Thrombosis of the portal system is a potentially life-threatening complication after splenectomy. The reported incidence is low (approximately or = 1%), however may be underestimated due to difficult in making the diagnosis. The factors associated with its development and the clinical outcome are poorly characterized. The aim of this study was to assess the incidence, risk factors, treatment, and outcome in series of consecutive cases.

MATERIALS AND METHODS

All patients who had undergone a splenectomy (both open and laparoscopic) between January 1997 and December 2004 at the Department of Surgery of University of Milan Bicocca were retrospectively reviewed. Twelve cases of thrombosis (7.6%) among 158 splenectomies were identified. No significant differences were noted in age, gender, and surgical approach between patients who developed thrombosis and those who did not. Indication for splenectomy in patients with thrombosis were myeloproliferative disorders (n=5), hemolytic disease (n=4), and lymphoproliferative disorder (n=3). All patients had splenomegaly (mean 1.380 kg, range 0.400-3.120 kg).

RESULTS

Among patients with myeloproliferative disorders, five (33%) developed the complication, compared with 4 of 35 (11.5%) with hemolytic disease. Patients with both splenic weight >2.500 kg and myeloproliferative disorders had 80% incidence of portal thrombosis.
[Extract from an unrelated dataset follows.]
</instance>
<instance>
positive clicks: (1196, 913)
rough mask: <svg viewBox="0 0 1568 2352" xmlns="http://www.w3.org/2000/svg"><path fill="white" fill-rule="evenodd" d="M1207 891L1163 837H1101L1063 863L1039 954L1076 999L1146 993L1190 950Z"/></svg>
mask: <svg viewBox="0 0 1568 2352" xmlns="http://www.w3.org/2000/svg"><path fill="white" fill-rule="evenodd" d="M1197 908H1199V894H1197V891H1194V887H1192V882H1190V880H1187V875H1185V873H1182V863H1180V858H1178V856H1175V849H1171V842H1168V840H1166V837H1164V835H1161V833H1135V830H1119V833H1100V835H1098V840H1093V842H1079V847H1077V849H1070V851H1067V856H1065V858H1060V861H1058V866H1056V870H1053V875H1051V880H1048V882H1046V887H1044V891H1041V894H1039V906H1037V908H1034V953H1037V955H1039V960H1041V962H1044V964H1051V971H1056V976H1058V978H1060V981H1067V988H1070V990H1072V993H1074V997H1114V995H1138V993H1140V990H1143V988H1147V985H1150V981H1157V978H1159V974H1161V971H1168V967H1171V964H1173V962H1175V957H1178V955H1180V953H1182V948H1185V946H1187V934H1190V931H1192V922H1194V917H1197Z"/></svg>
Preoperative prophylactic anticoagulant therapy with low molecular weight heparin was administered in each case. All these patients had fever, abdominal pain, or leukocytosis. All diagnoses were made by contrast-enhanced computed tomography (CT) scan and ecocolordoppler ultrasonography, and anticoagulation therapy was initiated immediately. Treatment within 15 days after splenectomy was successful in all patients, while delayed treatment was ineffective.

CONCLUSIONS

Portal thrombosis should be suspected in patients with fever or abdominal pain after splenectomy. Patients with myeloproliferative disorders and hemolytic diseases are at higher risk, as well as patients with marked splenomegaly. A high index of suspicion, early diagnosis, and prompt anticoagulation therapy are the keys to a successful outcome.